30 expert tips for crossing the Atlantic: 21-25
21. Carry plenty of fuel
You can’t have too much on board for an ocean crossing, even if you are planning to sail all the way. If you do encounter light winds, a bit of strategic motoring can help you punch through and shave a lot of time of your passage.
Take a few jerrycans in addition – you’ll need them anyway if you’re planning on going further afield as fuel is sometimes a taxi ride away. Give some consideration to how you are going to transfer fuel from jerrycans at sea, advises Dan Bower. “That can be a skill. Forget funnels and pouring,” he says, “your best options are a portable transfer pump, or force a siphon with a dinghy pump and hose pipe.”
22. Sharpen up helming skills
“Make sure all your crew become experienced helmsmen; autopilots can and do fail,” advises James Anderson. There are other benefits to crew spending at least some portion of their watch steering. They will keep a better lookout, will be in better touch with the boat and sea conditions and they’ll soon know if the boat isn’t properly trimmed.
23. Switch off the autopilot now and then
For the same reason, even if you run on autopilot, take the helm from time to time to ensure the boat is nicely balanced. It will save a lot of loads on the rudder bearings and autopilot ram, as well as electrical power, and be kinder on the boat.
If using the autopilot, keep it in windvane mode downwind. “This way when a squall comes through the boat will adjust the course and prevent an accidental gybe,” says Dan Bower.
24. Take back-up navigation
Do take paper charts, just in case you have power failure – one ARC boat lost almost everything electrical one year after she was struck by lightning. Carry a spare battery-powered GPS “and keep it in a tin to protect it against lightning-induced EMP,” says James Anderson, who adds: “A once-a-day fix from a handheld GPS that costs less than £100 is far more accurate than even a professional navigator can achieve with a sextant.”
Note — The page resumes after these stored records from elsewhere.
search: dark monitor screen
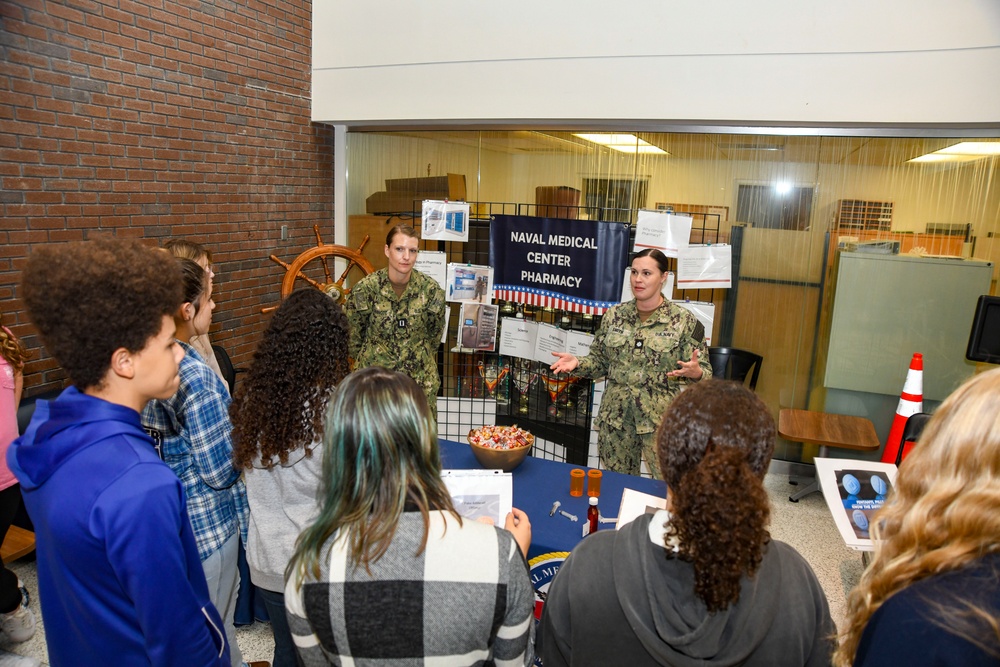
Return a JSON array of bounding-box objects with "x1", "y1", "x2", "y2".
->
[{"x1": 966, "y1": 295, "x2": 1000, "y2": 364}]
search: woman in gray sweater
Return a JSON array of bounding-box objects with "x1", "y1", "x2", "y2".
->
[
  {"x1": 230, "y1": 289, "x2": 351, "y2": 667},
  {"x1": 539, "y1": 380, "x2": 835, "y2": 666}
]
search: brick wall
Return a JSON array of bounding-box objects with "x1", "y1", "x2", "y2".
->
[{"x1": 0, "y1": 0, "x2": 331, "y2": 395}]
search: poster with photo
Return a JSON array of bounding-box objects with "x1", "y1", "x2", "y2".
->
[
  {"x1": 815, "y1": 458, "x2": 898, "y2": 551},
  {"x1": 446, "y1": 263, "x2": 494, "y2": 303},
  {"x1": 458, "y1": 303, "x2": 499, "y2": 351},
  {"x1": 422, "y1": 200, "x2": 470, "y2": 242}
]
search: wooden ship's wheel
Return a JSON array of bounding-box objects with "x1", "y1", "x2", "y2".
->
[{"x1": 265, "y1": 225, "x2": 375, "y2": 312}]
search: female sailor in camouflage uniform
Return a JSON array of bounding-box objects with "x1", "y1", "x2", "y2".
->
[
  {"x1": 550, "y1": 249, "x2": 711, "y2": 478},
  {"x1": 346, "y1": 224, "x2": 446, "y2": 418}
]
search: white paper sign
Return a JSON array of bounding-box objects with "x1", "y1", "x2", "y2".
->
[
  {"x1": 441, "y1": 469, "x2": 513, "y2": 526},
  {"x1": 441, "y1": 308, "x2": 450, "y2": 345},
  {"x1": 496, "y1": 317, "x2": 593, "y2": 364},
  {"x1": 677, "y1": 244, "x2": 732, "y2": 289},
  {"x1": 414, "y1": 251, "x2": 447, "y2": 291},
  {"x1": 498, "y1": 318, "x2": 537, "y2": 359},
  {"x1": 620, "y1": 269, "x2": 674, "y2": 303},
  {"x1": 422, "y1": 200, "x2": 470, "y2": 242},
  {"x1": 633, "y1": 210, "x2": 693, "y2": 258},
  {"x1": 566, "y1": 330, "x2": 593, "y2": 358},
  {"x1": 675, "y1": 301, "x2": 715, "y2": 346},
  {"x1": 533, "y1": 322, "x2": 568, "y2": 364}
]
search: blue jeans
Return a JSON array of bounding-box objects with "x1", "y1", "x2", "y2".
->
[{"x1": 257, "y1": 587, "x2": 300, "y2": 667}]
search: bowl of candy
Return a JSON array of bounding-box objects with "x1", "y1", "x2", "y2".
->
[{"x1": 467, "y1": 425, "x2": 534, "y2": 472}]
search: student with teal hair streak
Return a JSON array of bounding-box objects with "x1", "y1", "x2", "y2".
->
[{"x1": 284, "y1": 367, "x2": 535, "y2": 667}]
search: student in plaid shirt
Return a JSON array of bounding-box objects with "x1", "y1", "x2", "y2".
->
[
  {"x1": 143, "y1": 258, "x2": 248, "y2": 667},
  {"x1": 285, "y1": 367, "x2": 535, "y2": 667}
]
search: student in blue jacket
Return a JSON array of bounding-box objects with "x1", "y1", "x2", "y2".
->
[{"x1": 8, "y1": 239, "x2": 230, "y2": 667}]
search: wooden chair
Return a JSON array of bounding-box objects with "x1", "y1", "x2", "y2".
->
[{"x1": 708, "y1": 347, "x2": 763, "y2": 390}]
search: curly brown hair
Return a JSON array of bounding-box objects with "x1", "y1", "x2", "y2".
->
[
  {"x1": 656, "y1": 380, "x2": 775, "y2": 613},
  {"x1": 0, "y1": 310, "x2": 29, "y2": 370},
  {"x1": 230, "y1": 289, "x2": 350, "y2": 469},
  {"x1": 22, "y1": 239, "x2": 183, "y2": 391}
]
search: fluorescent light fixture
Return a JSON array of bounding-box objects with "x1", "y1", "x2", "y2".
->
[
  {"x1": 573, "y1": 133, "x2": 668, "y2": 155},
  {"x1": 937, "y1": 142, "x2": 1000, "y2": 155},
  {"x1": 909, "y1": 153, "x2": 983, "y2": 163},
  {"x1": 909, "y1": 141, "x2": 1000, "y2": 163}
]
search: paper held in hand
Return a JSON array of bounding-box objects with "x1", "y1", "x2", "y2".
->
[{"x1": 441, "y1": 469, "x2": 513, "y2": 527}]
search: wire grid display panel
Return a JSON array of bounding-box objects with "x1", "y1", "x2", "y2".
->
[{"x1": 420, "y1": 202, "x2": 723, "y2": 466}]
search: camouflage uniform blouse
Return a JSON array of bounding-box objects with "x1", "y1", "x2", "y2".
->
[
  {"x1": 346, "y1": 268, "x2": 446, "y2": 402},
  {"x1": 576, "y1": 300, "x2": 712, "y2": 435}
]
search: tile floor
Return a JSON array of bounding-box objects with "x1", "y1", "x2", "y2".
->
[{"x1": 0, "y1": 472, "x2": 863, "y2": 665}]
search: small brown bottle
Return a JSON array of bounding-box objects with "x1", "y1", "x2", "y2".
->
[{"x1": 587, "y1": 496, "x2": 599, "y2": 535}]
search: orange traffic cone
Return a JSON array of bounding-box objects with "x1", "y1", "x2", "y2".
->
[{"x1": 882, "y1": 353, "x2": 923, "y2": 464}]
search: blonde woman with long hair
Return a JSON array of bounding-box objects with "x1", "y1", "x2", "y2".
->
[{"x1": 835, "y1": 368, "x2": 1000, "y2": 666}]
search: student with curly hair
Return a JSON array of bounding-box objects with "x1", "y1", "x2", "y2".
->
[
  {"x1": 285, "y1": 367, "x2": 535, "y2": 666},
  {"x1": 9, "y1": 239, "x2": 230, "y2": 667},
  {"x1": 835, "y1": 368, "x2": 1000, "y2": 667},
  {"x1": 229, "y1": 289, "x2": 351, "y2": 667},
  {"x1": 142, "y1": 258, "x2": 248, "y2": 667},
  {"x1": 0, "y1": 309, "x2": 35, "y2": 649},
  {"x1": 539, "y1": 380, "x2": 834, "y2": 667}
]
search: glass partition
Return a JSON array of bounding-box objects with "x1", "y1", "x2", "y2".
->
[{"x1": 344, "y1": 130, "x2": 1000, "y2": 467}]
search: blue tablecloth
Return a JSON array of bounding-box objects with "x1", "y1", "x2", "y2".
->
[
  {"x1": 237, "y1": 439, "x2": 668, "y2": 623},
  {"x1": 439, "y1": 439, "x2": 666, "y2": 559}
]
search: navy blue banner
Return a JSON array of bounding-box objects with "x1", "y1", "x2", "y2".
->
[{"x1": 489, "y1": 215, "x2": 630, "y2": 314}]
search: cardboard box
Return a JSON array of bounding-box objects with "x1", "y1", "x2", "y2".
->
[{"x1": 366, "y1": 173, "x2": 467, "y2": 214}]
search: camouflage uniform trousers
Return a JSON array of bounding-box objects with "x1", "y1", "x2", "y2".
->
[
  {"x1": 597, "y1": 420, "x2": 661, "y2": 479},
  {"x1": 579, "y1": 300, "x2": 711, "y2": 480}
]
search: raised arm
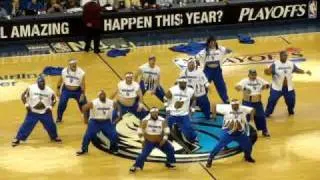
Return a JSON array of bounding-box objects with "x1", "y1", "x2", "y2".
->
[
  {"x1": 223, "y1": 47, "x2": 232, "y2": 55},
  {"x1": 164, "y1": 90, "x2": 173, "y2": 108},
  {"x1": 293, "y1": 64, "x2": 312, "y2": 75},
  {"x1": 195, "y1": 49, "x2": 206, "y2": 66},
  {"x1": 134, "y1": 69, "x2": 142, "y2": 82},
  {"x1": 235, "y1": 80, "x2": 245, "y2": 92},
  {"x1": 264, "y1": 64, "x2": 274, "y2": 76},
  {"x1": 110, "y1": 89, "x2": 118, "y2": 100}
]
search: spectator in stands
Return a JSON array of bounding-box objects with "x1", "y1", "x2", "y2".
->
[
  {"x1": 47, "y1": 0, "x2": 64, "y2": 13},
  {"x1": 83, "y1": 0, "x2": 102, "y2": 53},
  {"x1": 26, "y1": 0, "x2": 45, "y2": 15},
  {"x1": 0, "y1": 2, "x2": 8, "y2": 18},
  {"x1": 142, "y1": 0, "x2": 157, "y2": 9},
  {"x1": 64, "y1": 0, "x2": 80, "y2": 9},
  {"x1": 11, "y1": 0, "x2": 24, "y2": 16}
]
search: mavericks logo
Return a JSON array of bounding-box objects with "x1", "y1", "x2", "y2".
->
[{"x1": 91, "y1": 112, "x2": 250, "y2": 163}]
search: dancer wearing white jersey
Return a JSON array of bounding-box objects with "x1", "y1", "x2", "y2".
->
[
  {"x1": 135, "y1": 56, "x2": 165, "y2": 102},
  {"x1": 56, "y1": 59, "x2": 87, "y2": 123},
  {"x1": 112, "y1": 72, "x2": 148, "y2": 120},
  {"x1": 12, "y1": 76, "x2": 61, "y2": 146},
  {"x1": 206, "y1": 99, "x2": 255, "y2": 168},
  {"x1": 264, "y1": 51, "x2": 311, "y2": 117},
  {"x1": 195, "y1": 36, "x2": 232, "y2": 103},
  {"x1": 235, "y1": 69, "x2": 270, "y2": 137},
  {"x1": 130, "y1": 107, "x2": 175, "y2": 172},
  {"x1": 165, "y1": 78, "x2": 197, "y2": 144},
  {"x1": 77, "y1": 90, "x2": 118, "y2": 155},
  {"x1": 179, "y1": 58, "x2": 212, "y2": 120}
]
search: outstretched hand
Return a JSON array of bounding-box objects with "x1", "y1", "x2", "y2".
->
[{"x1": 306, "y1": 70, "x2": 312, "y2": 76}]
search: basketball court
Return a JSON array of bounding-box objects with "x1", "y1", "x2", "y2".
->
[{"x1": 0, "y1": 32, "x2": 320, "y2": 180}]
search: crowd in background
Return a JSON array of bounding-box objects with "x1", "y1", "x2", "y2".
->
[
  {"x1": 0, "y1": 0, "x2": 81, "y2": 17},
  {"x1": 0, "y1": 0, "x2": 223, "y2": 18}
]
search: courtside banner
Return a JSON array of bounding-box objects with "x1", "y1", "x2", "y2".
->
[{"x1": 0, "y1": 0, "x2": 316, "y2": 41}]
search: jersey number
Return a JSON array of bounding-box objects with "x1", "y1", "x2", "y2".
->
[{"x1": 195, "y1": 84, "x2": 203, "y2": 93}]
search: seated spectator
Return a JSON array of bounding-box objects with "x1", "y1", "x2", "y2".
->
[
  {"x1": 0, "y1": 2, "x2": 8, "y2": 18},
  {"x1": 26, "y1": 0, "x2": 45, "y2": 15},
  {"x1": 65, "y1": 0, "x2": 80, "y2": 9},
  {"x1": 47, "y1": 0, "x2": 64, "y2": 13},
  {"x1": 11, "y1": 0, "x2": 24, "y2": 16},
  {"x1": 141, "y1": 0, "x2": 157, "y2": 9}
]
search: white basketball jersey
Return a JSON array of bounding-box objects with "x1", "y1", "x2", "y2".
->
[
  {"x1": 27, "y1": 84, "x2": 55, "y2": 114},
  {"x1": 143, "y1": 115, "x2": 165, "y2": 135},
  {"x1": 61, "y1": 67, "x2": 85, "y2": 87},
  {"x1": 168, "y1": 85, "x2": 194, "y2": 116},
  {"x1": 196, "y1": 46, "x2": 227, "y2": 67},
  {"x1": 89, "y1": 98, "x2": 114, "y2": 120},
  {"x1": 237, "y1": 77, "x2": 269, "y2": 96},
  {"x1": 139, "y1": 63, "x2": 160, "y2": 91},
  {"x1": 180, "y1": 69, "x2": 209, "y2": 97},
  {"x1": 270, "y1": 60, "x2": 296, "y2": 91},
  {"x1": 216, "y1": 104, "x2": 252, "y2": 133},
  {"x1": 118, "y1": 80, "x2": 140, "y2": 98}
]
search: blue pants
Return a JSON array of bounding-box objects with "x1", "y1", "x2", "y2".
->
[
  {"x1": 57, "y1": 86, "x2": 87, "y2": 120},
  {"x1": 167, "y1": 115, "x2": 197, "y2": 142},
  {"x1": 139, "y1": 81, "x2": 165, "y2": 102},
  {"x1": 203, "y1": 66, "x2": 229, "y2": 103},
  {"x1": 81, "y1": 119, "x2": 118, "y2": 152},
  {"x1": 134, "y1": 140, "x2": 176, "y2": 169},
  {"x1": 16, "y1": 111, "x2": 58, "y2": 141},
  {"x1": 265, "y1": 87, "x2": 296, "y2": 116},
  {"x1": 118, "y1": 100, "x2": 148, "y2": 120},
  {"x1": 209, "y1": 129, "x2": 252, "y2": 159},
  {"x1": 243, "y1": 101, "x2": 267, "y2": 132},
  {"x1": 196, "y1": 94, "x2": 211, "y2": 120}
]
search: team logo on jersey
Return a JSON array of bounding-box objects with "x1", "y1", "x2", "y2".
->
[{"x1": 91, "y1": 111, "x2": 252, "y2": 163}]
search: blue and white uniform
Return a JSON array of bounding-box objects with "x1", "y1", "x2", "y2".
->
[
  {"x1": 15, "y1": 84, "x2": 58, "y2": 141},
  {"x1": 166, "y1": 85, "x2": 197, "y2": 142},
  {"x1": 133, "y1": 115, "x2": 175, "y2": 169},
  {"x1": 57, "y1": 67, "x2": 86, "y2": 121},
  {"x1": 80, "y1": 98, "x2": 118, "y2": 152},
  {"x1": 237, "y1": 77, "x2": 269, "y2": 132},
  {"x1": 196, "y1": 46, "x2": 229, "y2": 103},
  {"x1": 265, "y1": 60, "x2": 299, "y2": 116},
  {"x1": 117, "y1": 80, "x2": 148, "y2": 119},
  {"x1": 209, "y1": 104, "x2": 253, "y2": 160},
  {"x1": 138, "y1": 63, "x2": 165, "y2": 102},
  {"x1": 179, "y1": 68, "x2": 211, "y2": 119}
]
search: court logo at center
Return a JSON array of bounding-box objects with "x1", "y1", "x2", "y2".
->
[{"x1": 91, "y1": 112, "x2": 242, "y2": 163}]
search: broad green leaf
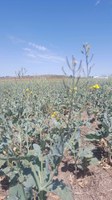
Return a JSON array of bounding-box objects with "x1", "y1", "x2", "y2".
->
[{"x1": 33, "y1": 143, "x2": 41, "y2": 156}]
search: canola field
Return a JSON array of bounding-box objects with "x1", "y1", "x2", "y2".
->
[{"x1": 0, "y1": 77, "x2": 112, "y2": 200}]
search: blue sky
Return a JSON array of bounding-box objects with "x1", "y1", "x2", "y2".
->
[{"x1": 0, "y1": 0, "x2": 112, "y2": 76}]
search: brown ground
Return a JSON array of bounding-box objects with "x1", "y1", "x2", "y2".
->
[
  {"x1": 47, "y1": 114, "x2": 112, "y2": 200},
  {"x1": 0, "y1": 114, "x2": 112, "y2": 200},
  {"x1": 48, "y1": 162, "x2": 112, "y2": 200},
  {"x1": 1, "y1": 162, "x2": 112, "y2": 200}
]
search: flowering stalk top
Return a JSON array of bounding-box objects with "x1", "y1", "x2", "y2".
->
[{"x1": 90, "y1": 84, "x2": 100, "y2": 89}]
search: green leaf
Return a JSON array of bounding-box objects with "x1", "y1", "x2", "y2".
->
[
  {"x1": 52, "y1": 180, "x2": 73, "y2": 200},
  {"x1": 86, "y1": 133, "x2": 101, "y2": 141},
  {"x1": 33, "y1": 143, "x2": 41, "y2": 156},
  {"x1": 0, "y1": 159, "x2": 6, "y2": 167},
  {"x1": 90, "y1": 157, "x2": 99, "y2": 165},
  {"x1": 23, "y1": 174, "x2": 36, "y2": 188},
  {"x1": 79, "y1": 147, "x2": 93, "y2": 159},
  {"x1": 7, "y1": 183, "x2": 26, "y2": 200}
]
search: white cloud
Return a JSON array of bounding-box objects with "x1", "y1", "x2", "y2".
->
[
  {"x1": 23, "y1": 43, "x2": 64, "y2": 63},
  {"x1": 25, "y1": 51, "x2": 65, "y2": 63},
  {"x1": 36, "y1": 54, "x2": 65, "y2": 63},
  {"x1": 28, "y1": 42, "x2": 47, "y2": 51},
  {"x1": 23, "y1": 47, "x2": 36, "y2": 58},
  {"x1": 95, "y1": 0, "x2": 101, "y2": 6},
  {"x1": 23, "y1": 48, "x2": 32, "y2": 52},
  {"x1": 27, "y1": 53, "x2": 36, "y2": 58},
  {"x1": 8, "y1": 36, "x2": 25, "y2": 44},
  {"x1": 8, "y1": 35, "x2": 65, "y2": 64}
]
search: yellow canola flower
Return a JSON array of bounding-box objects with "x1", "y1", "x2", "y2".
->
[
  {"x1": 51, "y1": 111, "x2": 59, "y2": 121},
  {"x1": 26, "y1": 88, "x2": 30, "y2": 92},
  {"x1": 51, "y1": 111, "x2": 58, "y2": 118},
  {"x1": 25, "y1": 88, "x2": 33, "y2": 94},
  {"x1": 69, "y1": 86, "x2": 77, "y2": 93},
  {"x1": 90, "y1": 84, "x2": 100, "y2": 89}
]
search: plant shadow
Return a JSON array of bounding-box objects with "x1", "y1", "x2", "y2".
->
[{"x1": 61, "y1": 161, "x2": 94, "y2": 179}]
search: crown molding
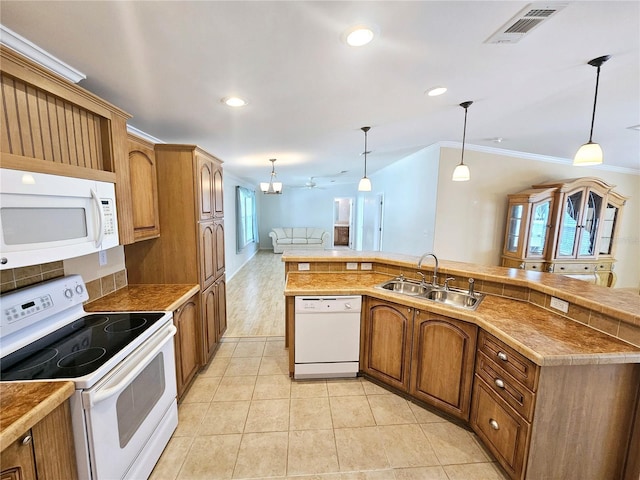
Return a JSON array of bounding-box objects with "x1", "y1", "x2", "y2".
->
[
  {"x1": 437, "y1": 141, "x2": 639, "y2": 176},
  {"x1": 126, "y1": 125, "x2": 165, "y2": 144},
  {"x1": 0, "y1": 24, "x2": 86, "y2": 84}
]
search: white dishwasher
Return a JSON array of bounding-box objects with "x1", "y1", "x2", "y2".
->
[{"x1": 294, "y1": 295, "x2": 362, "y2": 379}]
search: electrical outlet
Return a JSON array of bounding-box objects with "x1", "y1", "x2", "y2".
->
[
  {"x1": 549, "y1": 296, "x2": 569, "y2": 313},
  {"x1": 298, "y1": 263, "x2": 310, "y2": 271},
  {"x1": 98, "y1": 250, "x2": 108, "y2": 266},
  {"x1": 361, "y1": 263, "x2": 373, "y2": 271},
  {"x1": 346, "y1": 262, "x2": 358, "y2": 270}
]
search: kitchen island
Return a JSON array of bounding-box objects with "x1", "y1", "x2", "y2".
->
[{"x1": 281, "y1": 249, "x2": 640, "y2": 480}]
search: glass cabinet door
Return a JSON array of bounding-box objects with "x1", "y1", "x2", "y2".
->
[
  {"x1": 577, "y1": 190, "x2": 603, "y2": 257},
  {"x1": 505, "y1": 204, "x2": 524, "y2": 254},
  {"x1": 557, "y1": 190, "x2": 583, "y2": 257},
  {"x1": 526, "y1": 200, "x2": 551, "y2": 258},
  {"x1": 598, "y1": 201, "x2": 618, "y2": 255}
]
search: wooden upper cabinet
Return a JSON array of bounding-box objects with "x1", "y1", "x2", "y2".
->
[
  {"x1": 213, "y1": 166, "x2": 224, "y2": 218},
  {"x1": 197, "y1": 154, "x2": 215, "y2": 221},
  {"x1": 127, "y1": 134, "x2": 160, "y2": 241},
  {"x1": 363, "y1": 298, "x2": 413, "y2": 392},
  {"x1": 410, "y1": 313, "x2": 477, "y2": 421}
]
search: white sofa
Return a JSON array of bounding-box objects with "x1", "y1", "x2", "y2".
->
[{"x1": 268, "y1": 227, "x2": 330, "y2": 253}]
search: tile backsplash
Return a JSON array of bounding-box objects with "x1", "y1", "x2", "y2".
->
[{"x1": 1, "y1": 262, "x2": 127, "y2": 303}]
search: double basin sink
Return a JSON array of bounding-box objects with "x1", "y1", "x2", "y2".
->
[{"x1": 376, "y1": 278, "x2": 484, "y2": 310}]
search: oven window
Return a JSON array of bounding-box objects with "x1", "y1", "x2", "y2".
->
[
  {"x1": 116, "y1": 352, "x2": 165, "y2": 448},
  {"x1": 1, "y1": 207, "x2": 88, "y2": 244}
]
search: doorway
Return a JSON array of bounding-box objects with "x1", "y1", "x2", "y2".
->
[
  {"x1": 361, "y1": 193, "x2": 384, "y2": 251},
  {"x1": 333, "y1": 197, "x2": 354, "y2": 248}
]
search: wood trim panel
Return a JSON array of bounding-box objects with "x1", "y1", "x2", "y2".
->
[
  {"x1": 526, "y1": 363, "x2": 640, "y2": 480},
  {"x1": 0, "y1": 153, "x2": 116, "y2": 182}
]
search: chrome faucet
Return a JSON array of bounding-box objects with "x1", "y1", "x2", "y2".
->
[
  {"x1": 417, "y1": 252, "x2": 439, "y2": 287},
  {"x1": 416, "y1": 272, "x2": 426, "y2": 285},
  {"x1": 444, "y1": 277, "x2": 455, "y2": 291},
  {"x1": 468, "y1": 278, "x2": 475, "y2": 297}
]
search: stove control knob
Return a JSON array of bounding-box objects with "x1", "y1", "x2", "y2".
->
[
  {"x1": 64, "y1": 288, "x2": 73, "y2": 299},
  {"x1": 75, "y1": 285, "x2": 84, "y2": 295}
]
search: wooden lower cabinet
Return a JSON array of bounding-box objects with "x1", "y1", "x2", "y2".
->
[
  {"x1": 472, "y1": 331, "x2": 640, "y2": 480},
  {"x1": 202, "y1": 277, "x2": 227, "y2": 365},
  {"x1": 173, "y1": 293, "x2": 200, "y2": 400},
  {"x1": 1, "y1": 434, "x2": 37, "y2": 480},
  {"x1": 1, "y1": 402, "x2": 77, "y2": 480},
  {"x1": 470, "y1": 376, "x2": 530, "y2": 479},
  {"x1": 363, "y1": 298, "x2": 413, "y2": 392},
  {"x1": 410, "y1": 313, "x2": 477, "y2": 421}
]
25. Involve crew in preparing a grab bag
“It’s not something you pay much attention to most of the time, particularly if you’ve been coastal sailing, but the grab bag almost always needs some attention before a long trip,” says Mike Kopman.
“Empty it out, go over all the contents and repack it carefully. If you’ve got the time, doing this with all the crew will get everyone thinking about safety and maybe bring up some new ideas about what should go into the bag.”